ターナーという天才画家

十九世紀のイギリスが生んだ最大の奇才、ジョゼフ・マロード・ウィリアム・ターナー。彼の名前を聞いて、荒れ狂う海や燃えるような夕焼け、そしてすべてが光の中に溶け込んでいくような幻想的な風景画を思い浮かべる人は多いでしょう。しかし、その華麗な芸術の裏側に隠された彼の素顔は、驚くほど個性的で、時には滑稽ですらありました。今回は、そんな「光の魔術師」と呼ばれた男の、ちょっとためになる、そして少し笑える生涯を覗いてみましょう。

ターナーはロンドンの下町、理髪師の息子として生まれました。幼い頃から絵の才能を発揮していた彼は、なんと十代半ばでロイヤル・アカデミー(王立芸術院)に入学するという神童ぶりを見せます。しかし、彼が目指していたのは単なる美しい風景画ではありませんでした。彼が何よりも愛し、そして執着したのは「光」そのものでした。ターナーにとって、山も海も建物も、すべては光を反射し、透過させるためのキャンバスに過ぎなかったのです。

彼の創作に対する情熱は、時として狂気じみた行動となって現れました。最も有名なエピソードの一つに、蒸気船が嵐に巻き込まれた際の話があります。普通の人なら恐怖で震え上がり、船底に隠れて祈りを捧げるところですが、ターナーは違いました。彼は船乗りにお願いして、自分をマストに縛り付けさせたのです。荒れ狂う波、視界を遮る吹雪、そして唸る風。彼はその地獄のような光景を、文字通り特等席で四時間も観察し続けました。その後、彼が描き上げた傑作『吹雪—港の入り口で信号を送る蒸気船』に対して、批評家たちは「石鹸水と漆喰で描いたようだ」と酷評しましたが、ターナーは平然と言い放ちました。「私は、あの光景がどんなものか理解してもらうために描いたのだ」と。この経験主義こそが、彼の絵に圧倒的なリアリティと、同時に形を失った抽象性をもたらしたのです。

また、ターナーには「ヴァーニッシング・デー(初日前の加筆日)」の伝説もあります。当時の展覧会では、作品が飾られた後に画家たちが最終調整を行う時間が設けられていました。他の画家たちが額縁を拭いたり少し色を整えたりする中、ターナーはほぼ下塗り状態のキャンバスを持って現れ、その場で猛烈な勢いで色を塗り重ね、数時間で傑作を完成させてしまうことがありました。隣に飾っていたコンスタブルというライバル画家の鮮やかな絵に対抗して、ターナーが自分の灰色の絵の真ん中にチョンと赤い絵具を置き、それを瞬く間に一艘の浮標(ブイ)に変えて周囲を驚かせたという逸話は、彼の卓越した技術と茶目っ気を象徴しています。

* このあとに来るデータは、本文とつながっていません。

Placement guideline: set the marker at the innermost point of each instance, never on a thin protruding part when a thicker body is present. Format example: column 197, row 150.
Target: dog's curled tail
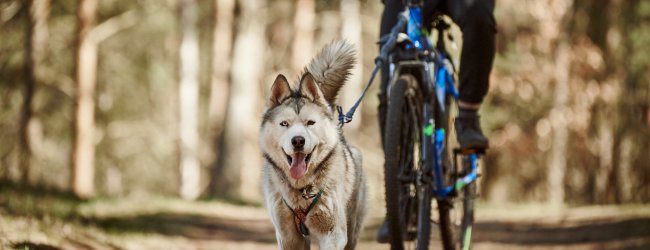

そんな彼ですが、私生活ではかなりの変わり者として知られていました。生涯独身を通し、晩年は偽名を使ってテムズ河畔の小さな家に隠れ住んでいました。近所の人々からは、身なりの汚い「パグ船長」というあだ名で呼ばれ、まさか彼が英国一の名声を持つ大画家だとは誰も夢にも思っていませんでした。彼は富を築いても贅沢を嫌い、自分の作品を「私の子供たち」と呼んで売ることを拒むことさえありました。

ターナーの人生から学べる「ためになる話」は、彼が常識や伝統の枠を軽々と飛び越え、自分の目で見た真実を信じ抜いたことです。彼が描いた、形が崩れ光に溶けていく風景は、後にフランスで生まれる「印象派」の先駆けとなりました。モネやルノワールといった巨匠たちも、ロンドンでターナーの絵に出会い、その衝撃から新しい芸術の扉を開いたのです。

「太陽は神である」という言葉を遺してこの世を去ったと言われるターナー。彼はただ景色を描いたのではなく、目に見えないエネルギー、すなわち空気の揺らぎや温度、そして時間の流れを描こうとしました。彼のように、一つのことに狂おしいほどの情熱を注ぎ、時にはマストに縛り付けられるようなリスクを冒してでも真実を追求する姿勢は、現代を生きる私たちにとっても、創造性の源泉とは何かを教えてくれる気がします。

今度、美術館や写真でターナーの絵を見ることがあれば、ぜひ目を細めて眺めてみてください。そこには単なる古い風景ではなく、嵐の中でマストに縛られながら必死に目を凝らしていた、一人の勇敢で少しおかしな男の魂が、今も眩しく輝いているのが見えるはずです。